Si l’ensemble du contexte actuel favorise une baisse des prix du gaz naturel sur le marché au comptant (spot), il entraîne également une baisse des prix sur les marchés à terme en raison d’une amélioration des niveaux d’entreposage. Ceux-ci surpassent maintenant le niveau de l’an dernier, la moyenne historique et s’approchent du maximum historique enregistré au cours des cinq dernières années
À moins que les températures de mars 2023 ne soient nettement en-dessous des températures normales, tout indique que les entreposages de gaz naturel termineront l’hiver 2022-2023 près des maximums historiques, à des niveaux leur permettant de réduire les besoins d’injection au cours de l’été 2023. À ce moment, tout sera encore une question de températures. Des températures plus chaudes en été augmentent les besoins de climatisation et la demande de gaz naturel et réduisent la capacité du marché à regarnir les entreposages en prévision de l’hiver qui suit. Mais tout porte à croire que le marché gazier débutera l’été 2023 et l’hiver 2023-2024 sur un bien meilleur pied qu’en 2022.

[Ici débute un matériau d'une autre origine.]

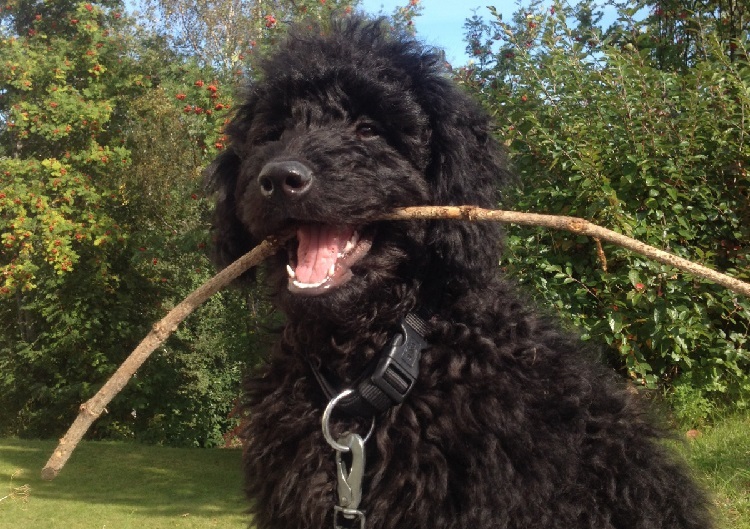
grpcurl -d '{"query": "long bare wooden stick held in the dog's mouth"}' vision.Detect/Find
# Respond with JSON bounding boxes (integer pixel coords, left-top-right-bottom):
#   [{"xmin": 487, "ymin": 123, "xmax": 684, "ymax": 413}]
[{"xmin": 42, "ymin": 206, "xmax": 750, "ymax": 480}]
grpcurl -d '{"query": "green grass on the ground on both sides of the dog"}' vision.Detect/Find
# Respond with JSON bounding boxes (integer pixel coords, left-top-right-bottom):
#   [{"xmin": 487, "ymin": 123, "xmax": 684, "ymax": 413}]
[{"xmin": 0, "ymin": 415, "xmax": 750, "ymax": 529}]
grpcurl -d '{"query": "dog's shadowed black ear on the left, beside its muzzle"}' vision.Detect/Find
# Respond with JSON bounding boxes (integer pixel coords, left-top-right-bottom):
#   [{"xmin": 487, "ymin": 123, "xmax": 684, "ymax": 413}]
[{"xmin": 204, "ymin": 146, "xmax": 259, "ymax": 279}]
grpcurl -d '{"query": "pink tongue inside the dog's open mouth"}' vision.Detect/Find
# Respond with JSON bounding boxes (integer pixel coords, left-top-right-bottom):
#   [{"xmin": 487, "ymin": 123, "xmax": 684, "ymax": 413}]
[{"xmin": 295, "ymin": 224, "xmax": 354, "ymax": 284}]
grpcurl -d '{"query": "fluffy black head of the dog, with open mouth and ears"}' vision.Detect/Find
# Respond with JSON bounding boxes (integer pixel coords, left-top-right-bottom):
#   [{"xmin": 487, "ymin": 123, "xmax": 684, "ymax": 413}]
[{"xmin": 208, "ymin": 18, "xmax": 506, "ymax": 314}]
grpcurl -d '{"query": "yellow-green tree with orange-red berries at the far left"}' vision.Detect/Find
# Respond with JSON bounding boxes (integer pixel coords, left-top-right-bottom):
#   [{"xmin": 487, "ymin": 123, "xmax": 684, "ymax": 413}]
[{"xmin": 0, "ymin": 0, "xmax": 135, "ymax": 296}]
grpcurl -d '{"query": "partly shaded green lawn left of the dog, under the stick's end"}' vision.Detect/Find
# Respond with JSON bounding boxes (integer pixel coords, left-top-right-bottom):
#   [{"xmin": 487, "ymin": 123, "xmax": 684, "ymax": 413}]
[{"xmin": 0, "ymin": 439, "xmax": 248, "ymax": 529}]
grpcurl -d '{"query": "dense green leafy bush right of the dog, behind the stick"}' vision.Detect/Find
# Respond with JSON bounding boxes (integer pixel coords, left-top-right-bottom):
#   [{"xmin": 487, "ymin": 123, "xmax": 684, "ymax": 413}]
[{"xmin": 458, "ymin": 3, "xmax": 750, "ymax": 420}]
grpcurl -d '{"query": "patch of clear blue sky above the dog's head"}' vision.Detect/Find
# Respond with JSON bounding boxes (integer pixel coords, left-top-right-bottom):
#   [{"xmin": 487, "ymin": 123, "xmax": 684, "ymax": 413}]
[{"xmin": 361, "ymin": 0, "xmax": 506, "ymax": 66}]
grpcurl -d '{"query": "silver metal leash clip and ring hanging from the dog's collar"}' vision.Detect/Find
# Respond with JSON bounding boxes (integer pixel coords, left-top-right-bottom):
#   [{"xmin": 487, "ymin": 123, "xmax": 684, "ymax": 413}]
[{"xmin": 322, "ymin": 389, "xmax": 375, "ymax": 529}]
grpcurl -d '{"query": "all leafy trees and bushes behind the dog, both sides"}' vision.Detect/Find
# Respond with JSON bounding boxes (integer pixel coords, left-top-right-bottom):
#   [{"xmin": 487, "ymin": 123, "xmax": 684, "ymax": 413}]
[{"xmin": 0, "ymin": 0, "xmax": 750, "ymax": 446}]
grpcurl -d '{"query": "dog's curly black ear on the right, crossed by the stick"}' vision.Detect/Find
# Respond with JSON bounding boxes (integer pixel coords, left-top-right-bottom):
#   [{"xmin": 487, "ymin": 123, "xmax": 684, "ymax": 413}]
[{"xmin": 426, "ymin": 87, "xmax": 510, "ymax": 288}]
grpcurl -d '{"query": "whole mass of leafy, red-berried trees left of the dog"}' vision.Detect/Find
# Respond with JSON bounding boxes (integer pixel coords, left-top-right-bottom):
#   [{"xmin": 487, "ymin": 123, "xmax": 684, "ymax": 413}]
[{"xmin": 0, "ymin": 2, "xmax": 253, "ymax": 445}]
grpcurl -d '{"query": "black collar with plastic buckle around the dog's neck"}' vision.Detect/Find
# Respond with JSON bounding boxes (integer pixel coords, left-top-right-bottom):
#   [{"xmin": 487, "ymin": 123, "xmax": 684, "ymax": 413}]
[{"xmin": 310, "ymin": 312, "xmax": 428, "ymax": 417}]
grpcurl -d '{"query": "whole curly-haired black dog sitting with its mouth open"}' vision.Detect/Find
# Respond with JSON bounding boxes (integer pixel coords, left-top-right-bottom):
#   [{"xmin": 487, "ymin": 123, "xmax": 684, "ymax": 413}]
[{"xmin": 209, "ymin": 18, "xmax": 711, "ymax": 529}]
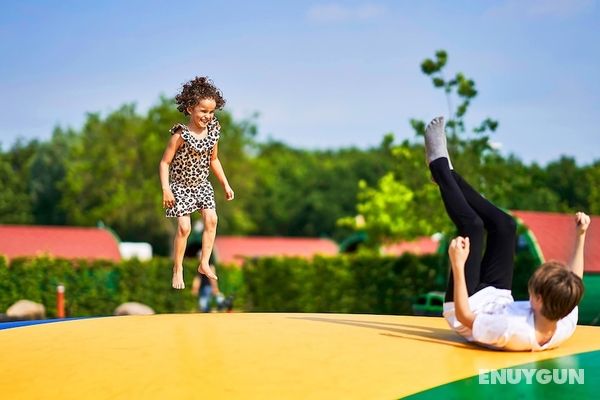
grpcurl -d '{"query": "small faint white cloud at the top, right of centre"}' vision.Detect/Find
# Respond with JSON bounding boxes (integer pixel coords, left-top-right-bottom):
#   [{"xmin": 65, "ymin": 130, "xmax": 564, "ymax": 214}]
[{"xmin": 307, "ymin": 3, "xmax": 385, "ymax": 22}]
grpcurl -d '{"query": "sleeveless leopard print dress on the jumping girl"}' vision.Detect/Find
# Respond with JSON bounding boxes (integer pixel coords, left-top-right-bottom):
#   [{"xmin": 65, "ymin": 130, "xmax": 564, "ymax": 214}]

Il demeure un peu tôt à ce moment-ci pour discuter de l’hiver 2023-2024. En l’absence de prévisions de températures qui soient suffisamment fiables, tout exercice visant à prévoir l’état du marché gazier et le prix de la molécule en période de forte demande s’avère fort difficile.
Cela dit, les marchés du gaz naturel ont actuellement retrouvé un calme qui permet aux prix à terme de s’éloigner des sommets historiques de 2022. En date du 23 février 2023, les prix à terme du gaz naturel de mars à novembre 2023 à Dawn se négociaient sous la barre des 4 $/GJ. Une prévision certes optimiste, mais tout de même un peu plus rationnelle que celles de 2022 puisqu’elle s’appuie sur une prévision de températures normales, le plein fonctionnement des activités de liquéfaction et des niveaux de production de gaz naturel en légère croissance dans les bassins pétroliers et gaziers du centre sud des États-Unis.